Harv Oostdyk, our New York area director, has pioneered in the field of Christian nurture with amazing results in the lives of Harlem young people. The program of remedial educational therapy for dropouts aged sixteen to twenty-two has caught the attention of leaders throughout the nation. Christ brings motivation to a life where previously there was none. It is the Church’s responsibility to help these budding leaders realize their dreams and hopes for a worthwhile life.

Part of our goal in Young Life is to reach and train indigenous leaders. If we continue to lead all dedicated Christian leaders out of the inner city, conditions will never change. We want to see many of them go back during and after training to be Christ’s agents in changing the neighborhoods.

In Kansas City, Thor Hagen has opened a recreational center where kids can enjoy supervised play of all kinds, in all our work the leaders develop, coach, and train athletic teams, and this too is important. Young Life has developed committees of men in some areas to help kids with adequate skills obtain jobs. Many, many types of Christian nurture are needed to cope with the problems of inner-city dwellers.

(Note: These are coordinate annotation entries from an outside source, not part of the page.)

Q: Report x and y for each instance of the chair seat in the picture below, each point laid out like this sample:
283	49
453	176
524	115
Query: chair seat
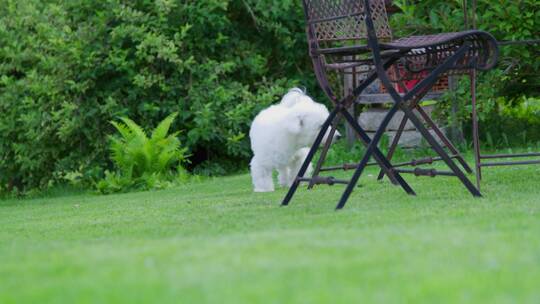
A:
429	51
421	53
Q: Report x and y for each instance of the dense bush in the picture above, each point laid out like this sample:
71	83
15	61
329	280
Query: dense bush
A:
67	68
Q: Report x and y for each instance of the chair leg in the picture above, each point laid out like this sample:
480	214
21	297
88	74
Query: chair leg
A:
324	151
365	159
309	157
385	165
476	136
393	146
444	139
435	145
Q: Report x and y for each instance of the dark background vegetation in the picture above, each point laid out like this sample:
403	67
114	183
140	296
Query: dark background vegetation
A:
69	68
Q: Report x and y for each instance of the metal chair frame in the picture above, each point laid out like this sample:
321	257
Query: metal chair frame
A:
330	21
478	156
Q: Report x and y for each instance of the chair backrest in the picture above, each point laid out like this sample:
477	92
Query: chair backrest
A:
341	20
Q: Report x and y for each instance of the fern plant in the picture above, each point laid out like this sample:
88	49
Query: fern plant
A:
142	161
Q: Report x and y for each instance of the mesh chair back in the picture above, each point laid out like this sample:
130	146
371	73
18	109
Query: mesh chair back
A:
339	20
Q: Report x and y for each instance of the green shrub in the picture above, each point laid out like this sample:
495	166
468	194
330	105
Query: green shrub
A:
67	68
144	162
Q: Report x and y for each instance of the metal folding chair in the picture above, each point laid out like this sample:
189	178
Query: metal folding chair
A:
345	34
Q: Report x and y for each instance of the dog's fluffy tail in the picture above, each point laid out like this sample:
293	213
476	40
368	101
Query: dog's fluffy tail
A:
294	96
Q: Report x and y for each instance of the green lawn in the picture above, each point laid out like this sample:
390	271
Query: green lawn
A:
217	242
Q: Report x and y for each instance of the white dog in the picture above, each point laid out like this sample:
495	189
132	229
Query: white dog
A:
281	136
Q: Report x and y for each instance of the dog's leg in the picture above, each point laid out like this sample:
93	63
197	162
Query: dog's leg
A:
261	177
296	163
284	176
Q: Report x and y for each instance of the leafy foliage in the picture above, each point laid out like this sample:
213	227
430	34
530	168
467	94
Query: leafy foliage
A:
67	68
504	88
142	161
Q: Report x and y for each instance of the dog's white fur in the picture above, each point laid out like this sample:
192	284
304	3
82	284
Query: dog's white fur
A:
281	136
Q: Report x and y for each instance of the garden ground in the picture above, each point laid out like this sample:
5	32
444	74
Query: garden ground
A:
216	241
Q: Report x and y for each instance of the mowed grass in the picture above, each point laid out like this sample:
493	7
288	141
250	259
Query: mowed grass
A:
217	242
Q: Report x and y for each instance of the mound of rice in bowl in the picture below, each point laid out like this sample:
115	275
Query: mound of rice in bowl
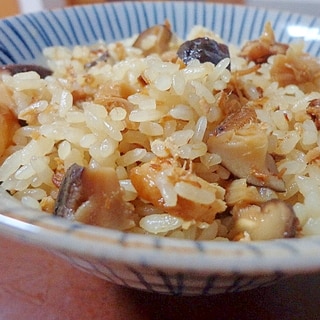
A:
190	139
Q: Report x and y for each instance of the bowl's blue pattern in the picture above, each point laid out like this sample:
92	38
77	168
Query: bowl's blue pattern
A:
149	263
23	37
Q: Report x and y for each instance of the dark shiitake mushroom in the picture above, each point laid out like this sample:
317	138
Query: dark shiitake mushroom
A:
13	69
93	196
203	49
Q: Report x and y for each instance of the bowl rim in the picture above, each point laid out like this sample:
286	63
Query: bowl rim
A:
258	257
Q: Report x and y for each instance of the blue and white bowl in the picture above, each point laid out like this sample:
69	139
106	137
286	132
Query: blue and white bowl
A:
178	267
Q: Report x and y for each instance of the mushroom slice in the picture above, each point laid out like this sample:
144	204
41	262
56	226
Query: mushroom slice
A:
204	50
13	69
154	40
273	220
93	196
243	148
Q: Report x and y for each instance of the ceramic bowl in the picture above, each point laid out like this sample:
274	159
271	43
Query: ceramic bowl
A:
177	267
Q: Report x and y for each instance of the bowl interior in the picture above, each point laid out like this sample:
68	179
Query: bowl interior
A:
22	40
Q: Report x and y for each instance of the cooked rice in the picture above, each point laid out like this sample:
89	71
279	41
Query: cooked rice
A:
132	110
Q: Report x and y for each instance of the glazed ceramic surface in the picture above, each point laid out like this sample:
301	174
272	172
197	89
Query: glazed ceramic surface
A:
177	267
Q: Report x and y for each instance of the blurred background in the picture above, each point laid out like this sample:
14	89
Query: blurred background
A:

Our inner-city work has the assured support of Bill Starr, Young Life’s executive director. We shall continue, in the name of the Christ who was himself rejected, to minister to the rejected youth of our large cities. To the inner cities we shall go, to live, to be accepted, to accept others as they are, and by deed and word to show the meaning of Christ to those who have-surrendered to cynicism and futility before they have really begun to live.